Token Telemetry System

A comprehensive token analysis system for CelestiaOrg repositories, designed to help AI agents understand codebase size, complexity, and structure for better context management and development assistance.

🎯 Purpose

This system automatically analyzes CelestiaOrg repositories and provides detailed token counts using the GPT-2 tokenizer. The results are published as a JSON API that AI agents can consume to make informed decisions about context window management, repository prioritization, and code analysis strategies.

🚀 Live API

Endpoint: https://celestiaorg.github.io/tokenmetry/index.json

The JSON includes comprehensive metadata, usage instructions, and detailed token analysis for all configured repositories.

📊 What's Analyzed

The system analyzes repositories configured in repos.txt.
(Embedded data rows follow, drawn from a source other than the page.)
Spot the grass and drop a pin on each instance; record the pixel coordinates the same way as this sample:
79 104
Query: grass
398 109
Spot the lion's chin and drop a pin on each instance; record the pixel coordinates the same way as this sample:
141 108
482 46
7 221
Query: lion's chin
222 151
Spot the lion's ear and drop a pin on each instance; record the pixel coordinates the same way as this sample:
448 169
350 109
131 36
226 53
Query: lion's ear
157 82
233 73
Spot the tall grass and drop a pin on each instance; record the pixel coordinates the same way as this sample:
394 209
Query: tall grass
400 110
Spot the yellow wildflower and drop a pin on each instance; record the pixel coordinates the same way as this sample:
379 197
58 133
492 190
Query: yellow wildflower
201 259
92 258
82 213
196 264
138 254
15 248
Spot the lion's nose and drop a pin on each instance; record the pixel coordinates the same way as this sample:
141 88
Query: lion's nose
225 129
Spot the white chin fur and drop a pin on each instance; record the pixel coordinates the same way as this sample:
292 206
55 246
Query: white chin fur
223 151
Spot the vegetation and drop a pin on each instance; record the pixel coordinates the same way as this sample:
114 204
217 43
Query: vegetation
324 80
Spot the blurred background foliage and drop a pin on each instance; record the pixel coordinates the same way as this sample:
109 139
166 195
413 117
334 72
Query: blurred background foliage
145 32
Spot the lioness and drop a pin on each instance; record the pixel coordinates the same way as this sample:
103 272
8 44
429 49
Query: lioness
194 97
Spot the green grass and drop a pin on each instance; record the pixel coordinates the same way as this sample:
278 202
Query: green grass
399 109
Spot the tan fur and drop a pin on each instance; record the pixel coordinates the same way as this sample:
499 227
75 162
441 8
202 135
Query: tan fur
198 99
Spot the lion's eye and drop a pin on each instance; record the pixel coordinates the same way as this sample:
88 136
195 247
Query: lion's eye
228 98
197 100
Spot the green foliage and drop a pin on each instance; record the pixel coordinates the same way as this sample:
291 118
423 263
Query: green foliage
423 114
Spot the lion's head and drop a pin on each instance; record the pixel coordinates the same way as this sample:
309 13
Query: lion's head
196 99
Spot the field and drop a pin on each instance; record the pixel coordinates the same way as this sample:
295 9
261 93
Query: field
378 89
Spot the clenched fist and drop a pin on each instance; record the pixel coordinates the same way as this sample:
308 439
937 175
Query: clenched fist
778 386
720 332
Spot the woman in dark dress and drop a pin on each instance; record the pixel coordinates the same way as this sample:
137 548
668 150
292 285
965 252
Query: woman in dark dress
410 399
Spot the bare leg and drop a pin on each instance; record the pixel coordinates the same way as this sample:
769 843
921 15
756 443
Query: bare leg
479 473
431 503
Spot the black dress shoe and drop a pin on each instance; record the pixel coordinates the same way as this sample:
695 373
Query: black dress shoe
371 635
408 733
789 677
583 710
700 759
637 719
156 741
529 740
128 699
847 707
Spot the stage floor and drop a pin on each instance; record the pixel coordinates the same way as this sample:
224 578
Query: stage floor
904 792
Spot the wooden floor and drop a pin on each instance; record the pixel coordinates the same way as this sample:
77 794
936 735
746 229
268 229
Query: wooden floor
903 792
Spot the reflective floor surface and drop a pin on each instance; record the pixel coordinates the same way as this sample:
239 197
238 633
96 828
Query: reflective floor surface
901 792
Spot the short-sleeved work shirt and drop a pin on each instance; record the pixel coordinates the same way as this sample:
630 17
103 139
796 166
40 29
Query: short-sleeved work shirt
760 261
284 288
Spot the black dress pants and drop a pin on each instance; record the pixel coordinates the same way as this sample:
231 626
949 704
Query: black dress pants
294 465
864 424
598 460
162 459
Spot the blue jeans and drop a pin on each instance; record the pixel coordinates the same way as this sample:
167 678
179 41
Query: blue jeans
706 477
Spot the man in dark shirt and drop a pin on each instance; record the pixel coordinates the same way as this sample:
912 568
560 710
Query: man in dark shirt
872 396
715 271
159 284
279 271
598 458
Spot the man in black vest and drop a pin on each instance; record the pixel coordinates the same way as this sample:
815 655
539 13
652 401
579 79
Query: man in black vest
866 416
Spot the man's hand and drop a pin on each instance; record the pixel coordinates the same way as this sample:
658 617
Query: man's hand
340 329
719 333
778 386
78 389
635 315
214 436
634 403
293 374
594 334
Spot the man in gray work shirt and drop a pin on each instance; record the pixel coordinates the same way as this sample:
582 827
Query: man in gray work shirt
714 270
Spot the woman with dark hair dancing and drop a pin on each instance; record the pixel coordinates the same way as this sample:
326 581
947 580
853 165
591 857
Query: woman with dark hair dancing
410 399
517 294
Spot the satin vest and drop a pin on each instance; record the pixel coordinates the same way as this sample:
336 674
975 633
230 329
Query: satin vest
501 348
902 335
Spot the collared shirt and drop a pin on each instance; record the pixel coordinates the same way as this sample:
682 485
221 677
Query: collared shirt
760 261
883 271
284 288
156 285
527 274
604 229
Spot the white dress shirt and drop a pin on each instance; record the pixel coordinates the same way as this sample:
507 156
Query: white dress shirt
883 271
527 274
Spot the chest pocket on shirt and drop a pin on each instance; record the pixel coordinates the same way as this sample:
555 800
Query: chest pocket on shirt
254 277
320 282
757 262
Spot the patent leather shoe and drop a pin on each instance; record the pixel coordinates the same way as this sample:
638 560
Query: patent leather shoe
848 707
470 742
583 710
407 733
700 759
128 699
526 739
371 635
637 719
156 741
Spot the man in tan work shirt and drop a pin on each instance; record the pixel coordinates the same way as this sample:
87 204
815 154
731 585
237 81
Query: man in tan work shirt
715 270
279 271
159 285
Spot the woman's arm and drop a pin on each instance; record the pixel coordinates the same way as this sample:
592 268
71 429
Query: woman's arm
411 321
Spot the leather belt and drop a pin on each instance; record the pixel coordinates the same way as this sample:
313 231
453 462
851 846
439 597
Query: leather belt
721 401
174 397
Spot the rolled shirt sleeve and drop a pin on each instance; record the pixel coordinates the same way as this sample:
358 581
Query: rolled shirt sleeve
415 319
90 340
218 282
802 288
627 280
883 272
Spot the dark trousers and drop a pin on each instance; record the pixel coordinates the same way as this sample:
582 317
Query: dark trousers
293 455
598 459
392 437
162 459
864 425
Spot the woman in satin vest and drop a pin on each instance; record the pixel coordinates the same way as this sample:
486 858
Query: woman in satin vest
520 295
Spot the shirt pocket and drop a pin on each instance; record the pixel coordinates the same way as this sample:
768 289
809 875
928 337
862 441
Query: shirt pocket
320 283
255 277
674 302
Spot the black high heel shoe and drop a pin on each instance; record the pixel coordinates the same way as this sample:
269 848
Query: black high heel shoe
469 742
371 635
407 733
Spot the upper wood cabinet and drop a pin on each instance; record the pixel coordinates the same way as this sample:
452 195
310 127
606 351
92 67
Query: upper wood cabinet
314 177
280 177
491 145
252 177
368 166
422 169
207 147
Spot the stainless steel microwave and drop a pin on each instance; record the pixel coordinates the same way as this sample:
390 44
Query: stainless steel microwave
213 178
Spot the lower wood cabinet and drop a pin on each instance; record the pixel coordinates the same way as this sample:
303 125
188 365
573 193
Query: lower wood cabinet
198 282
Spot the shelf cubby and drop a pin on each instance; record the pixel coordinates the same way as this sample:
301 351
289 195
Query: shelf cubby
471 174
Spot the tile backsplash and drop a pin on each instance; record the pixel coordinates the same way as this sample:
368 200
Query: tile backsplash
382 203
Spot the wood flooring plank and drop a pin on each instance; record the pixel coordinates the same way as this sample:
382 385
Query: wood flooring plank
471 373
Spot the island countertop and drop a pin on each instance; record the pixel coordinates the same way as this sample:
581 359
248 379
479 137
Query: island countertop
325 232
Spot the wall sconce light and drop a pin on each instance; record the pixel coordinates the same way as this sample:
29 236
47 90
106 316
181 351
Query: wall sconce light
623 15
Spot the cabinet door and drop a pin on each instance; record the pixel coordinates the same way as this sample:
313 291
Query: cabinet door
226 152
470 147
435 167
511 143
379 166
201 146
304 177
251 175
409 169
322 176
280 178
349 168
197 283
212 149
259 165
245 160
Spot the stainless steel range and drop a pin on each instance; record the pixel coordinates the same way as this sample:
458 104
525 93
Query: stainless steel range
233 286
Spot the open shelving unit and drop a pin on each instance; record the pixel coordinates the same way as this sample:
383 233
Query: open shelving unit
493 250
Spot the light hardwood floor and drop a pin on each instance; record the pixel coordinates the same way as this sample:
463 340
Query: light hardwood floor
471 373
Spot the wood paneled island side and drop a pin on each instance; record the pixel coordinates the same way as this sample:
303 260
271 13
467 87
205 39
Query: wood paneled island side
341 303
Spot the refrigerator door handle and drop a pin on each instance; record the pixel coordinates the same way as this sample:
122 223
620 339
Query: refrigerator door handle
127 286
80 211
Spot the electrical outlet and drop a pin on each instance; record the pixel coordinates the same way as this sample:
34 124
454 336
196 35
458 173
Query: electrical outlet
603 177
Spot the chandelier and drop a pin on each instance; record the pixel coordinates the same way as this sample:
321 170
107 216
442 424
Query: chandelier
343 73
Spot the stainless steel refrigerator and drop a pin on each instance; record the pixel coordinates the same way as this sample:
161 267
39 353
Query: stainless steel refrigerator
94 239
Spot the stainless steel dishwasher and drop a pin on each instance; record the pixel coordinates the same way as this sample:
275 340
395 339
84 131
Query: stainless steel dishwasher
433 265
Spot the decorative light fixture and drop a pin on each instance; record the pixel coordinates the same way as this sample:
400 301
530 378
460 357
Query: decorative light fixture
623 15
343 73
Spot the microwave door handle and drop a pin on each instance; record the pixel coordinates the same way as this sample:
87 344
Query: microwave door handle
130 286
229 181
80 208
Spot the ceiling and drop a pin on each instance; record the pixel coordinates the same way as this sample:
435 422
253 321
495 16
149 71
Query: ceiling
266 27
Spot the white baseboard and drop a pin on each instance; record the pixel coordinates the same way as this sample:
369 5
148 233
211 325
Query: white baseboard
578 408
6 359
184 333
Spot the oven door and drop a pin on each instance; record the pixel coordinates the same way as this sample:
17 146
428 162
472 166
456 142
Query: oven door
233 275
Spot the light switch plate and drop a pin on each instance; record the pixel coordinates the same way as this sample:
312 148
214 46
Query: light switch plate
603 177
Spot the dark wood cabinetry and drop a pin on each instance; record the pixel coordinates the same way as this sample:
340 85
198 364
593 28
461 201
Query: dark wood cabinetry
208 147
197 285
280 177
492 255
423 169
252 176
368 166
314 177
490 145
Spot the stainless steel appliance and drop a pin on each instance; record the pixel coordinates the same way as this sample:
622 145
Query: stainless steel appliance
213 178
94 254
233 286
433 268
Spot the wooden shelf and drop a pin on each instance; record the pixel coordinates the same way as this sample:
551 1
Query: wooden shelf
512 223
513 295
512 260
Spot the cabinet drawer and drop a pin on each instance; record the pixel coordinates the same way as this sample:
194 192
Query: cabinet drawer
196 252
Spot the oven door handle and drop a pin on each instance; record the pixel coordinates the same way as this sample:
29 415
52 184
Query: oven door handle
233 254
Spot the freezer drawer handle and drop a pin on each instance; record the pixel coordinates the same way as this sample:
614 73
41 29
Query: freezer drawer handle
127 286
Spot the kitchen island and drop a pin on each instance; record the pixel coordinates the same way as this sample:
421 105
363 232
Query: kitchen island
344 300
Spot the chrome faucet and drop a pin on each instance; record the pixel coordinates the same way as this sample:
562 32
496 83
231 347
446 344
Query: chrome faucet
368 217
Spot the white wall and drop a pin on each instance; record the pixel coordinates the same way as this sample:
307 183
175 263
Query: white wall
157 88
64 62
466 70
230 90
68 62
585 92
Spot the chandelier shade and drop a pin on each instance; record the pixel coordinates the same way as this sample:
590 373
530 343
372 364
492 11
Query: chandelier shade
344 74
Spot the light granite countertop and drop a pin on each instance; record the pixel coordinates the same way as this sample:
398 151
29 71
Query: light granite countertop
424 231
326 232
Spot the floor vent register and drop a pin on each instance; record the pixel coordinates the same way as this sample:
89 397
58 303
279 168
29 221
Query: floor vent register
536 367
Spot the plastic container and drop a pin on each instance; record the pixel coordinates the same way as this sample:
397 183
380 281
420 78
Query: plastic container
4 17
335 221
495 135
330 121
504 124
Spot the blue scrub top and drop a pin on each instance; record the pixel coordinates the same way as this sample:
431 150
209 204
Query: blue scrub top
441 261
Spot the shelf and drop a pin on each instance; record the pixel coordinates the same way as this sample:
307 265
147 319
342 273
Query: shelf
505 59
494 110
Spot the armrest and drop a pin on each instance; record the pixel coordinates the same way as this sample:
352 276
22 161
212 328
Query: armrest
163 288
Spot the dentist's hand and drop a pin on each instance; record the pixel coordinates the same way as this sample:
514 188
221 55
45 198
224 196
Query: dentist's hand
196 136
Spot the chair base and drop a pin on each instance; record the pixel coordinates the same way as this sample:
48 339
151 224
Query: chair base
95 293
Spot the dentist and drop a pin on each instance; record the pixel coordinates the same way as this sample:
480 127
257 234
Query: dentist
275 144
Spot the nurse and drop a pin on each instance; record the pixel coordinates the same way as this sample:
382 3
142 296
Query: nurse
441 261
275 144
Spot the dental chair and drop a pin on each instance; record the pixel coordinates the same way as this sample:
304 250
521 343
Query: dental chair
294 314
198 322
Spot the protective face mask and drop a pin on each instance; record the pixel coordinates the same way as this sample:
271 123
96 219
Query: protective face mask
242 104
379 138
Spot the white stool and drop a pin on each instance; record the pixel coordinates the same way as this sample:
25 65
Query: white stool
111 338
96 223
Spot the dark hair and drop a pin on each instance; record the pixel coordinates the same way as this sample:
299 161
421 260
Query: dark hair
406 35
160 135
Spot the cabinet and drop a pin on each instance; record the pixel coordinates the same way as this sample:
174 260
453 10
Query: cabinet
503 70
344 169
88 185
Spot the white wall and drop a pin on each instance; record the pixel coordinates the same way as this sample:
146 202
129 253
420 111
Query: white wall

Current analysis results: git

Repository	Total Files	Total Tokens	Go Files	Go Tokens	Markdown Files	Markdown Tokens	Rust Files	Rust Tokens	Solidity Files	Solidity Tokens
celestia-core	1183	3,237,727	712	2,529,860	471	707,867	0	0	0	0
celestia-app	451	1,012,483	367	731,017	84	281,466	0	0	0	0
celestia-node	483	752,147	462	708,167	21	43,980	0	0	0	0
rsmt2d	14	40,074	13	38,942	1	1,132	0	0	0	0
optimism	3161	8,403,518	2596	6,570,577	106	144,136	0	0	459	1,688,805
nitro	742	2,110,710	581	1,598,154	13	7,132	148	505,424	0	0
nitro-contracts	169	397,834	0	0	2	2,125	0	0	167	395,709
nitro-das-celestia	39	627,586	17	599,290	2	3,864	0	0	20	24,432
docs	87	220,354	1	2,297	86	218,057	0	0	0	0
eq-service	24	51,596	0	0	7	10,237	17	41,359	0	0
CIPs	54	129,101	0	0	54	129,101	0	0	0	0
pda-proxy	18	45,003	0	0	3	5,860	15	39,143	0	0
hana	29	25,388	0	0	7	315	22	25,073	0	0
localestia	12	26,735	0	0	2	1,605	10	25,130	0	0
rollkit	328	825,569	221	593,746	92	156,590	15	75,233	0	0
zksync-era	2383	7,029,109	0	0	281	704,248	2025	6,228,643	77	96,218
dojo	213	741,717	0	0	14	7,312	199	734,405	0	0
weave	127	351,554	123	350,094	4	1,460	0	0	0	0
TOTAL	9517	26,028,205	5093	13,722,144	1250	2,426,487	2451	7,674,410	723	2,205,164

Last Updated: 2025-08-16 06:01:49 UTC

File Types: .go (Go source code) and .md (Markdown documentation)

🔧 Components

Core Files

tokenizer.py - Main Python script for token analysis
repos.txt - Configuration file listing repositories to analyze
.github/workflows/tokenizer.yml - GitHub Actions workflow for automation
pyproject.toml - Poetry dependency management

Key Features

GPT-2 Tokenizer - Consistent token counting across all content
Repository Cloning - Shallow clones for efficient analysis
File-level Analysis - Detailed breakdown of individual files
AI-Optimized Output - Metadata and usage instructions for AI agents
Automated Deployment - Daily updates and on-demand execution

🤖 AI Agent Usage

Quick Start

import requests

# Fetch token telemetry data
response = requests.get('https://celestiaorg.github.io/tokenmetry/index.json')
data = response.json()

# Get overall statistics
total_tokens = data['summary']['total_tokens']
total_repos = data['summary']['total_repositories']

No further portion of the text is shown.